Thirty.

The children kept coming in and out, of course, as they will. They genuinely don’t give a shit about what the adults in the room are up to until it gets in their way, at which point they’ll whine about it.

Theo was trying to get Charlie to go outside and play with him, which was causing the usual Gen-X parent cognitive dissonance: I want my kids to have the awesome free-range childhood I enjoyed and develop independence and grit, but I also want them to feel ‘seen’ by me, and not just benignly neglected.
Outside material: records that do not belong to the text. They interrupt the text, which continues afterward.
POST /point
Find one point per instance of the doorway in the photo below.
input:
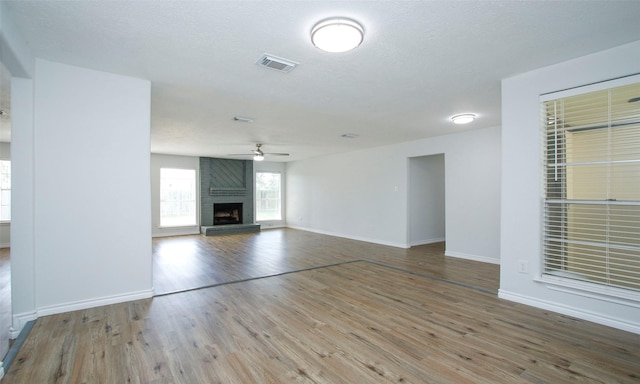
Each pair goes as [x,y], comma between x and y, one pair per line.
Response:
[426,200]
[5,209]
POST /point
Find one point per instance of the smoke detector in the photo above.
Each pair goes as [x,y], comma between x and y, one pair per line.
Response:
[277,63]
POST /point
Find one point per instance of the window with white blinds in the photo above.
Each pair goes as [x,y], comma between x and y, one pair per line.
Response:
[592,185]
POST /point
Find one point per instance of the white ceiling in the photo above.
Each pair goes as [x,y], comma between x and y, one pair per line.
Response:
[420,63]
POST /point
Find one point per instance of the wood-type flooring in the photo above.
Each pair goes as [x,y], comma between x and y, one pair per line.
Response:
[379,318]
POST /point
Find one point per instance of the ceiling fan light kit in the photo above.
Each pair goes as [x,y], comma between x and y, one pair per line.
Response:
[258,155]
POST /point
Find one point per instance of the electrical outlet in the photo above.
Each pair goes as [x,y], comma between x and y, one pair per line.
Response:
[523,266]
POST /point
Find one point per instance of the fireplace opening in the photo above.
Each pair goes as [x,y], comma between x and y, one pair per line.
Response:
[227,213]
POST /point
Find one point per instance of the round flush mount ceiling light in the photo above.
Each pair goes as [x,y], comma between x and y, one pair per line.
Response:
[463,118]
[337,35]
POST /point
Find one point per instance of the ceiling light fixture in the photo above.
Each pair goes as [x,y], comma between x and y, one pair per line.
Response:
[337,35]
[463,118]
[243,119]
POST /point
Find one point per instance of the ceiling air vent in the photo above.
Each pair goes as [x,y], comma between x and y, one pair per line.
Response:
[277,63]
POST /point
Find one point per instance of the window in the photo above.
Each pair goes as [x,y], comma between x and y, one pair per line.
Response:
[592,186]
[5,190]
[268,197]
[177,197]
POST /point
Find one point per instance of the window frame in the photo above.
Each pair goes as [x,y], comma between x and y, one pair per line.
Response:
[592,289]
[194,201]
[280,197]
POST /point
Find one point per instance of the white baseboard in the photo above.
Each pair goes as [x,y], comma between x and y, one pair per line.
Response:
[467,256]
[368,240]
[176,232]
[98,302]
[21,319]
[570,311]
[427,241]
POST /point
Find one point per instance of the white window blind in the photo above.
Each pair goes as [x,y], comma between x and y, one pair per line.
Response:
[592,186]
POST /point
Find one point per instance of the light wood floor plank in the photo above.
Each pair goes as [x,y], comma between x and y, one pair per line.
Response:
[354,322]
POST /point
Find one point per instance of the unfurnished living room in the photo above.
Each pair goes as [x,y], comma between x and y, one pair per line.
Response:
[319,191]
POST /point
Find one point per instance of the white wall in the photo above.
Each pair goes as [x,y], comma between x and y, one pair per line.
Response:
[270,166]
[5,227]
[363,194]
[83,236]
[426,199]
[179,162]
[521,186]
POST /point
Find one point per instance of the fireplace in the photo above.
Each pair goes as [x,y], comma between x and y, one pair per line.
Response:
[227,213]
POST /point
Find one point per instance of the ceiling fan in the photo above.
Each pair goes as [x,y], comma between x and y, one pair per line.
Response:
[258,155]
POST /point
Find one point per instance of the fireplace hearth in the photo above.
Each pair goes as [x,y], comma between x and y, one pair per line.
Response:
[227,213]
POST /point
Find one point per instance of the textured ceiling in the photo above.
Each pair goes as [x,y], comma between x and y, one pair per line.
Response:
[420,63]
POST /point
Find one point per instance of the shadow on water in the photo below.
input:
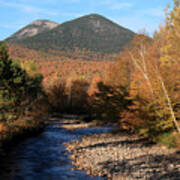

However, my fucking life is falling apart here and I might suddenly lose it and run around the kitchen stabbing appliances with a fork, so maybe now’s not the best time to play Frisbee.

“Now’s not the best time, Theo, sorry. I’m having a conversation with Michael.”

Theo shrugged and wandered outside, ending up on a swing, but not swinging. Charlie and Michael watched him go.

“So, he’s not taking it very well?” Michael kept his eyes on Theo, who had started swinging, but only to the extent of his own lower legs, back and forth.

Charlie shrugged, an echo of his son. “I don’t think so. It’s been a fucking shit show, these last two weeks. If I didn’t despise Anne so much I’d be giving her a medal for all the crap she’s been taking care of without me. I had no idea how much mind-numbing, repetitive detail went into just keeping them alive. I’ve upped the cleaners to three times a week.”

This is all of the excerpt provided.